Stephen Spargo (29 December 1903 – 1972) was an English professional association footballer who played as a half back. He usually played at centre-half, but was often deployed at wing-half throughout his career. Born in the town of Burnley, he initially played as an amateur in local league football before a move to hometown club Burnley in 1925. He spent four seasons in the Football League First Division with the club before moving to nearby Third Division North outfit Nelson in the summer of 1929. A transfer to Doncaster Rovers followed a year later. In 1932 he joined York City and later returned to Lancashire for a spell at Rochdale, before ending his career in non-league football with Burton Town.

==Biography==
Stephen Spargo was born in Burnley, Lancashire on 29 December 1903. He remained in the area throughout his life, and died in the April quarter of 1972 at the age of 68.

==Football career==

===Burnley===
Spargo started his career as an amateur with the Mount Olivet club in the Burnley Sunday League.

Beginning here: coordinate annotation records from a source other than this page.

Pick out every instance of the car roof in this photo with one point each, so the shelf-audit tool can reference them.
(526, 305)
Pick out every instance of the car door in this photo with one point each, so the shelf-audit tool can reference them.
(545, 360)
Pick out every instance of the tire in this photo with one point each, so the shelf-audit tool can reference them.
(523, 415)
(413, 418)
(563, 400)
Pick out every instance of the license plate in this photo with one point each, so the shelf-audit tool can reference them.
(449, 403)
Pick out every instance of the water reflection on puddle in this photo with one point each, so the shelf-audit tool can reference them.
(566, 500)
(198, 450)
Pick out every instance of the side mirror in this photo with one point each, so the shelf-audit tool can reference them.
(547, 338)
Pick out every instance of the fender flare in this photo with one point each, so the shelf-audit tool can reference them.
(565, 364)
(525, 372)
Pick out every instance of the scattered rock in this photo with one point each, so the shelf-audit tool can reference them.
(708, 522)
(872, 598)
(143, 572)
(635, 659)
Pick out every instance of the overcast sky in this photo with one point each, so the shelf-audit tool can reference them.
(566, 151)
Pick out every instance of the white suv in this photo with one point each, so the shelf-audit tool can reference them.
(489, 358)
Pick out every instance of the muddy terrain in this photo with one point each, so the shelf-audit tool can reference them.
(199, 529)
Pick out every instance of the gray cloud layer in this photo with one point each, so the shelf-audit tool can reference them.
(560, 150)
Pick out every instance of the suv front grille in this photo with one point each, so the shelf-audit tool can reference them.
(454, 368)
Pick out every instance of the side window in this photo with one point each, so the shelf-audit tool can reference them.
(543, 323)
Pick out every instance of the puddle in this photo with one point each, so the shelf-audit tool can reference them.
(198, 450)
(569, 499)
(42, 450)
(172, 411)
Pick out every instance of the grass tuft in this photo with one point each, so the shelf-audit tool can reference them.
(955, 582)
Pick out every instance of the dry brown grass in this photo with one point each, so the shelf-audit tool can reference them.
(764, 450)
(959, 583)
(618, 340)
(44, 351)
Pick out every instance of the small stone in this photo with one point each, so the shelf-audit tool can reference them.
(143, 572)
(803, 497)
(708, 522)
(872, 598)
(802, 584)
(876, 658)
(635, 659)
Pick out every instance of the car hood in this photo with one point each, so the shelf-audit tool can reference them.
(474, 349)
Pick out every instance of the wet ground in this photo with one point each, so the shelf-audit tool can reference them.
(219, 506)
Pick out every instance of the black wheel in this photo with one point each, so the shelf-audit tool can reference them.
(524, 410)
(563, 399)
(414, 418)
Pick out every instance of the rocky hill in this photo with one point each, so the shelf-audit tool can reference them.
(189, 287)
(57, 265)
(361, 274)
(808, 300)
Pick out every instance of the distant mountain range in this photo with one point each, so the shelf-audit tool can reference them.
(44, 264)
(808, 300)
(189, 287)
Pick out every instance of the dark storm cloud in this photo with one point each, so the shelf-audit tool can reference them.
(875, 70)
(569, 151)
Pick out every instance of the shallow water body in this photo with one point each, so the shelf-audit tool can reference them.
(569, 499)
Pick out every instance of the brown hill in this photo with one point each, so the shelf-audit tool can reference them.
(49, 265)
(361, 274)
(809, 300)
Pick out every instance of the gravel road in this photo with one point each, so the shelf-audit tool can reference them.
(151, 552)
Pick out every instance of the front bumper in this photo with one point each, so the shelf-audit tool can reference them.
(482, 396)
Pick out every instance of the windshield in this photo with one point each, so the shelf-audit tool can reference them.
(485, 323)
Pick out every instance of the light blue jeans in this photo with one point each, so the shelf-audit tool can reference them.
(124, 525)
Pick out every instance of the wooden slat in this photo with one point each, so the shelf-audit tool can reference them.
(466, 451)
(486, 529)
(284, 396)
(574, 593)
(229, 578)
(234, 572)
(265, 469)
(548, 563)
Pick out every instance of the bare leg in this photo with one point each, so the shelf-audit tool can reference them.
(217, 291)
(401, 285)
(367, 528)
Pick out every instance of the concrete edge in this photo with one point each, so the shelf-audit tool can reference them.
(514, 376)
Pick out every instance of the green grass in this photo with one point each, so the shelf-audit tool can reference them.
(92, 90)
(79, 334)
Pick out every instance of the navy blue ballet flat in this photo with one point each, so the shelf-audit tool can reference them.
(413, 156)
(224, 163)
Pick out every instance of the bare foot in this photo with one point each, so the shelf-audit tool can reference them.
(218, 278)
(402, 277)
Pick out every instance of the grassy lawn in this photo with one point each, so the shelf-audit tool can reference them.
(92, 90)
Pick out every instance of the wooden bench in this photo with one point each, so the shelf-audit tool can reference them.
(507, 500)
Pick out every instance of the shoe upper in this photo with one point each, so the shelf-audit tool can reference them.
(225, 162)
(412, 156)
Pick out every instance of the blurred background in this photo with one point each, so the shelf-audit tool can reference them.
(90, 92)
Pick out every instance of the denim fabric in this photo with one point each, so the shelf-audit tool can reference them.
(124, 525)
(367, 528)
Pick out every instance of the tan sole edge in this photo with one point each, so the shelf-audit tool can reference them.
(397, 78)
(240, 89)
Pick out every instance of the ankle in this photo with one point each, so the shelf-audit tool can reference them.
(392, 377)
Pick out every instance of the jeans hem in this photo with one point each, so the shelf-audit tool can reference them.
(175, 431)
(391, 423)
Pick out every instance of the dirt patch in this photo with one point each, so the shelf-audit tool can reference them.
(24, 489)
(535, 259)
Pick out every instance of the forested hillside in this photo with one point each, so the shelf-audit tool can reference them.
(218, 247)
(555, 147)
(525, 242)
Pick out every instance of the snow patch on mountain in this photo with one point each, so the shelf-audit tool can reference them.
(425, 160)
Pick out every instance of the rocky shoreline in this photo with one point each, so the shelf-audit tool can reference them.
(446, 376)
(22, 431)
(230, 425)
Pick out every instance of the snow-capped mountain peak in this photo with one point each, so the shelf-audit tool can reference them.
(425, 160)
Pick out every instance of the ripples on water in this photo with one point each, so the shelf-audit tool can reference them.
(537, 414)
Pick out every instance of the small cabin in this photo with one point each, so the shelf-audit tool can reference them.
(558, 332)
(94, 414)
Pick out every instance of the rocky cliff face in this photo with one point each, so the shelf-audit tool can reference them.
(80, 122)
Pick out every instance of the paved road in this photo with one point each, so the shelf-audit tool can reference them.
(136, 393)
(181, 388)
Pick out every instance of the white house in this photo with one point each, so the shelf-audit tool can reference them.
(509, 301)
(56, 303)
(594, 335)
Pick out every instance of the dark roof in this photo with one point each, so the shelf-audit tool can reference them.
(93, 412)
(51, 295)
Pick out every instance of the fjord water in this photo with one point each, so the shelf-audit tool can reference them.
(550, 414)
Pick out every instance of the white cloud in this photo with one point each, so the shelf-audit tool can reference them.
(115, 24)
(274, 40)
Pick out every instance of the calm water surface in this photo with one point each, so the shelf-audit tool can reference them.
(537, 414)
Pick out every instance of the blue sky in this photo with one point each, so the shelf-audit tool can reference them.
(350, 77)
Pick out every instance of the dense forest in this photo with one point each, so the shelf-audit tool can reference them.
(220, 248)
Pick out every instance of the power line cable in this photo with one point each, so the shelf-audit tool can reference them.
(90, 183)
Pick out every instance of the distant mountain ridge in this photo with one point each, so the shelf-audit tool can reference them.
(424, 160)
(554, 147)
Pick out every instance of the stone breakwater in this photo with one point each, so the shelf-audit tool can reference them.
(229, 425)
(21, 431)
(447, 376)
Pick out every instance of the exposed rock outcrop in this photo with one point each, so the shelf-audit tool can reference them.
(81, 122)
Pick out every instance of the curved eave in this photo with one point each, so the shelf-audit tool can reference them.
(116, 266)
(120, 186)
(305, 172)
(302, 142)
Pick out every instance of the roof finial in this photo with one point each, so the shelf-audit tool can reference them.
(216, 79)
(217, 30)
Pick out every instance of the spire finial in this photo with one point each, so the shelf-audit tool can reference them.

In November 1924, he was signed by Football League First Division side Burnley on amateur terms, but he became a professional player the following month. At Burnley, Spargo played mostly in the reserve team, unable to take the place of England international Jack Hill in the starting eleven. Spargo made his senior debut on 13 February 1926, deputising for Hill in the 2–3 defeat away at Liverpool. He made another appearance exactly one month later, but was again on the losing side as the team were beaten 3–6 by Blackburn Rovers. Spargo played his next Burnley match over a year later in the 0–2 home loss against Birmingham City. He continued to feature regularly for the reserves, and was described by the Lancashire Daily Post Annual 1926–27 as one of the most promising centre-half backs in the Central League. Despite this, he never made another appearance for the Burnley first team and transferred to local Football League Third Division North club Nelson in July 1929.

===Nelson===
Spargo again initially found it difficult to break into the team, and was unable to take the place of former England international centre-half George Wilson. His Nelson debut came on 11 September 1929 when he played at right-wing half in the 0–1 defeat to Southport at Seedhill. The team's following match, a 3–1 home win against York City, was the first competitive victory that Spargo had played in during his career. After making two further appearances, he spent almost a month out of the side before being recalled to play at left-wing half in place of David Suttie in the 2–1 win away at Hartlepools United on 19 October 1929. A further seven league matches out of the team followed throughout November and December, before he returned to the starting line-up for the home victory over Rochdale on 14 January 1930. Towards the end of the campaign, Spargo made nine consecutive league appearances during March and April. His final game for Nelson was the 0–2 loss away to Wigan Borough on 21 April 1930.

===Later career===
Spargo was released by Nelson in the summer of 1930 and subsequently signed for Doncaster Rovers. He spent two seasons with the club, making a total of 48 league appearances before joining York City early in the 1932–33 campaign. He made his debut in 2–0 defeat at Stockport County on 5 September 1932 and he played 36 matches in all competitions for York but left at the end of the season, moving to Rochdale. He was restricted to only four league games with Rochdale and in September 1934 he moved into non-league football with Burton Town, his last senior club. He spent the 1934–35 season with Burton and on 24 November 1934 he played for them in a 5–1 victory over former club York City in the first round of the FA Cup.